Fino a poco più di 10 anni fa, alla Certosa di Pavia, era prodotto un liquore derivato – stando alla leggenda – dalla stessa ricetta della famosa Chartreuse francese. E oggi sono in molti a rimpiangerlo.
Allarme Chartreuse: ancora una volta il liquore prodotto dai monaci certosini di Vauvert, in Francia, è pressoché introvabile, a causa della decisione degli stesso monaci di produrre solo il numero di bottiglie strettamente necessario per provvedere, con le vendite, al sostentamento del loro monastero (clicca qui per conoscerne la storia). E’ così scattata la ricerca delle alternative per poter preparare cocktail che prevedono nella ricetta il liquore di erbe transalpino, come – per limitarci a quelli presenti nella lista Iba – il Last Word, lo Chartreuse Swizzle, il Tipperary (con Chartreuse verde) e il Naked and Famous (con Chartreuse gialla).

Gra-Car, la “Chartreuse italiana”
E pensare che, fino a una poco più di una decina di anni fa, in Lombardia veniva prodotto un liquore che, stando alla leggenda, era uno stretto parente proprio della Chartreuse: si chiamava Gra-Car, acronimo di Gratiarum Chartusia (Certosa delle Grazie in latino), ed era nato nel 1892 alla Certosa di Pavia.
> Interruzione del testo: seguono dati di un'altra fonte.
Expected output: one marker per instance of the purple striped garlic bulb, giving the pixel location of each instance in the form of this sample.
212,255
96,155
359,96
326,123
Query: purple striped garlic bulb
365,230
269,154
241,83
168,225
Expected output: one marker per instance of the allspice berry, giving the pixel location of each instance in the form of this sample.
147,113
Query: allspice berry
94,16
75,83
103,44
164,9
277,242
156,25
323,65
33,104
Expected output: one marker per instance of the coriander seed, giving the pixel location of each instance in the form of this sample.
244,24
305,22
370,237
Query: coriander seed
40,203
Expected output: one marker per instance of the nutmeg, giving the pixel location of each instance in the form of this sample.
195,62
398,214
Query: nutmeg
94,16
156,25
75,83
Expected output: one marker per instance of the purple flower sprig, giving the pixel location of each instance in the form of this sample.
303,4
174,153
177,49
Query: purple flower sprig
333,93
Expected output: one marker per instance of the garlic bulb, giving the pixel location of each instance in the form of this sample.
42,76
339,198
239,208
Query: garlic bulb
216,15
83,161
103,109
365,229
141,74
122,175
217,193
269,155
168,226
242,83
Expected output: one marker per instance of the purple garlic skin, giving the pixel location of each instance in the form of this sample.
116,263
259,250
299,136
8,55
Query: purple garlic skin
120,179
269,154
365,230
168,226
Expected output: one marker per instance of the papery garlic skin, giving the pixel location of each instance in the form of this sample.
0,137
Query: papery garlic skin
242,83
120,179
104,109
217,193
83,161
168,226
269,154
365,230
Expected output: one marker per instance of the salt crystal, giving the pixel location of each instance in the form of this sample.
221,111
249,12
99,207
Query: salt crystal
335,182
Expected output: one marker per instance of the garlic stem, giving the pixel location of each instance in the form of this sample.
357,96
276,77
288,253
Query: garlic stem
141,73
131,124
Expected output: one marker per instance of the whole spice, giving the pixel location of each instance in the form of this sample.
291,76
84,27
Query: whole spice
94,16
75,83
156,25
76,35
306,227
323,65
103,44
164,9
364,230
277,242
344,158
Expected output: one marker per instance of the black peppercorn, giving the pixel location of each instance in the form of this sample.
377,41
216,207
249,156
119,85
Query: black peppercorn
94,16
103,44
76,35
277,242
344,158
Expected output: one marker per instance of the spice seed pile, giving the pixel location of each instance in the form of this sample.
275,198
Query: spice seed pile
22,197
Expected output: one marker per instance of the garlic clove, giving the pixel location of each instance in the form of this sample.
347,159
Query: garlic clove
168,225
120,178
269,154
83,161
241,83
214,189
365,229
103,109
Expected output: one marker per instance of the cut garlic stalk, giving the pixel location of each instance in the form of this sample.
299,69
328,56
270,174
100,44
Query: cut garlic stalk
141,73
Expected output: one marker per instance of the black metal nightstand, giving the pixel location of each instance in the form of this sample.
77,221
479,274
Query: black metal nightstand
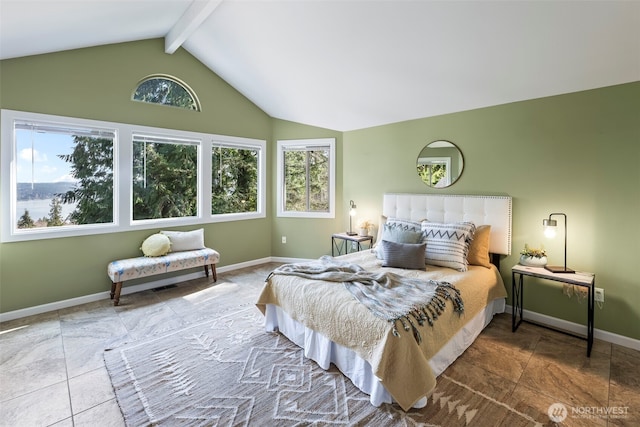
517,294
341,241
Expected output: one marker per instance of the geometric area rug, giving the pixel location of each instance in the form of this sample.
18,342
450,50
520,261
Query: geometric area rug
228,371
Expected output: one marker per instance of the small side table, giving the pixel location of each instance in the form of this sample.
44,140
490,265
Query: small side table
517,294
340,242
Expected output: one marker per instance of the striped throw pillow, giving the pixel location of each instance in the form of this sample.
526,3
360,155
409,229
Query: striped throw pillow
403,255
448,244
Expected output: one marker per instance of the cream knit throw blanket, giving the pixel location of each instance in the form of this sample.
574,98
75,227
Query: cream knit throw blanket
387,295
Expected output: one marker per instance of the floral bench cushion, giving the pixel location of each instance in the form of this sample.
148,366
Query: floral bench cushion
133,268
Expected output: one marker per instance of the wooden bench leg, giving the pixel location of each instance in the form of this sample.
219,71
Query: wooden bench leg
213,271
116,287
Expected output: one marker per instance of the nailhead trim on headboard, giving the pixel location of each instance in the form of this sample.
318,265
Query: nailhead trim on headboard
481,210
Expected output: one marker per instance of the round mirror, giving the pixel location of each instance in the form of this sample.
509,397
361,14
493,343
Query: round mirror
440,164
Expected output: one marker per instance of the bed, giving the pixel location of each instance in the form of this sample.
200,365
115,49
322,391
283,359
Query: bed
332,326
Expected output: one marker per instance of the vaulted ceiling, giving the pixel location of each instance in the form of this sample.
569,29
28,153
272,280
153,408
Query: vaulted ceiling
350,64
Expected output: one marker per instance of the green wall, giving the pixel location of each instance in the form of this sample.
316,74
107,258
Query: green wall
97,83
577,153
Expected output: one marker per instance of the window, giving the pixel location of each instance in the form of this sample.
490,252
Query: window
63,176
234,179
165,177
306,178
166,90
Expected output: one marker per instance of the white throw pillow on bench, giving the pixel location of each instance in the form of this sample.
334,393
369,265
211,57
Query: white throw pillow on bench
185,240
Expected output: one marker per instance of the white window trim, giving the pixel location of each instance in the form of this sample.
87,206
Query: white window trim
122,179
293,143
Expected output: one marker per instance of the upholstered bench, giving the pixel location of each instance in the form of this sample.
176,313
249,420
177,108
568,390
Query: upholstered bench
134,268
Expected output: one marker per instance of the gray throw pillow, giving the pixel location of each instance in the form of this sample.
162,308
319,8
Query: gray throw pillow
403,255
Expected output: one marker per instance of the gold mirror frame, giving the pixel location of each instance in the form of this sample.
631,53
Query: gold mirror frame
440,164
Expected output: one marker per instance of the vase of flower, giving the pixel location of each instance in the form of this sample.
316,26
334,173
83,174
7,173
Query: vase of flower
364,226
533,257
Si narra infatti che in quell’anno un monaco certosino originario di Grenoble sia arrivato dalla Francia al monastero pavese, dove avrebbe rivelato la ricetta della Chartreuse (elaborata nel 1764 sulla base di un elisir preparato dai monaci sin dal 1605) a Ignazio Giraud, un ex garibaldino ed ex console dell’Uruguay ritiratosi proprio nella certosa, che iniziò quindi a produrre la sua versione del liquore, oltre ad alcuni profumi, insieme con il genero Enrico Maddalena, in alcuni locali concessi dai monaci.

In poco tempo, il Gra-Car divenne sempre più richiesto dai visitatori della Certosa di Pavia e il laboratorio di produzione fu trasferito in una cascina poco distante, sul viale di accesso al complesso dei certosini. Proprio come la Chartreuse, il liquore lombardo era proposto in due versioni: verde, più forte e secco e con una gradazione alcolica del 43% vol., e gialla, più dolce (40% vol.); inoltre c’era anche una variante infusa con chicchi di caffè.
La ricetta perduta
A partire dal 1913 il Gra-Car venne pubblicizzato sulla cassa delle due vetture tranviarie a cavalli che prestavano servizio sulla breve linea che collegava la Certosa di Pavia alla stazione ferroviaria di Certosa, costruita per iniziativa dello stesso Enrico Maddalena, il quale nel frattempo aveva assunto la guida del liquorificio.

La tranvia cessò il servizio nel 1944, verso la fine della guerra (una delle vetture è tuttora esposta nel cortile del Gra-Car bistrot, riaperto lo scorso anno di fronte alla Certosa di Pavia), mentre la produzione del liquore continuò fino al 2013 grazie ad Alma Maddalena, figlia di Enrico, che aveva preso le redini del laboratorio alla morte del padre. In quell’anno la signora Alma, ormai 94enne e senza figli, decise di chiudere l’attività: sarebbe morta tre anni dopo, portandosi nella tomba – a quanto si dice – la ricetta dello storico liquore perché, scrisse fra le sue ultime volontà, “il liquore dei frati è nato a Certosa e deve rimanere a Certosa”.
Le possibili alternative
Si è così persa la possibilità di avere un’alternativa made in Italy alla Chartreuse, probabilmente non identica (lo si evince già dal fatto che il liquore francese ha una gradazione alcolica superiore di 12° nella versione verde e di 3° in quella gialla), ma derivata comunque dalla stessa ricetta originaria. Così, non potendo oggi disporre del Gra-Car, per far fronte alla penuria di Charteuse non si può fare altro che sperimentare altri liquori alternativi basati su ricette vagamente assimilabili, anche se nessuna potrà riprodurre esattamente il mix di 132 botaniche che compone il liquore francese (nella versione verde).
Fra le diverse possibilità individuate da Difford’s Guide non mancano quelle italiane, dal Sant’Antonio Luxardo al Centerba Esprit, fino al Faccia Brutto Centerbe, alle quali si affiancano alcune produzioni artigianali come quella realizzata, solo per “uso interno”, da Manifattura Firenze.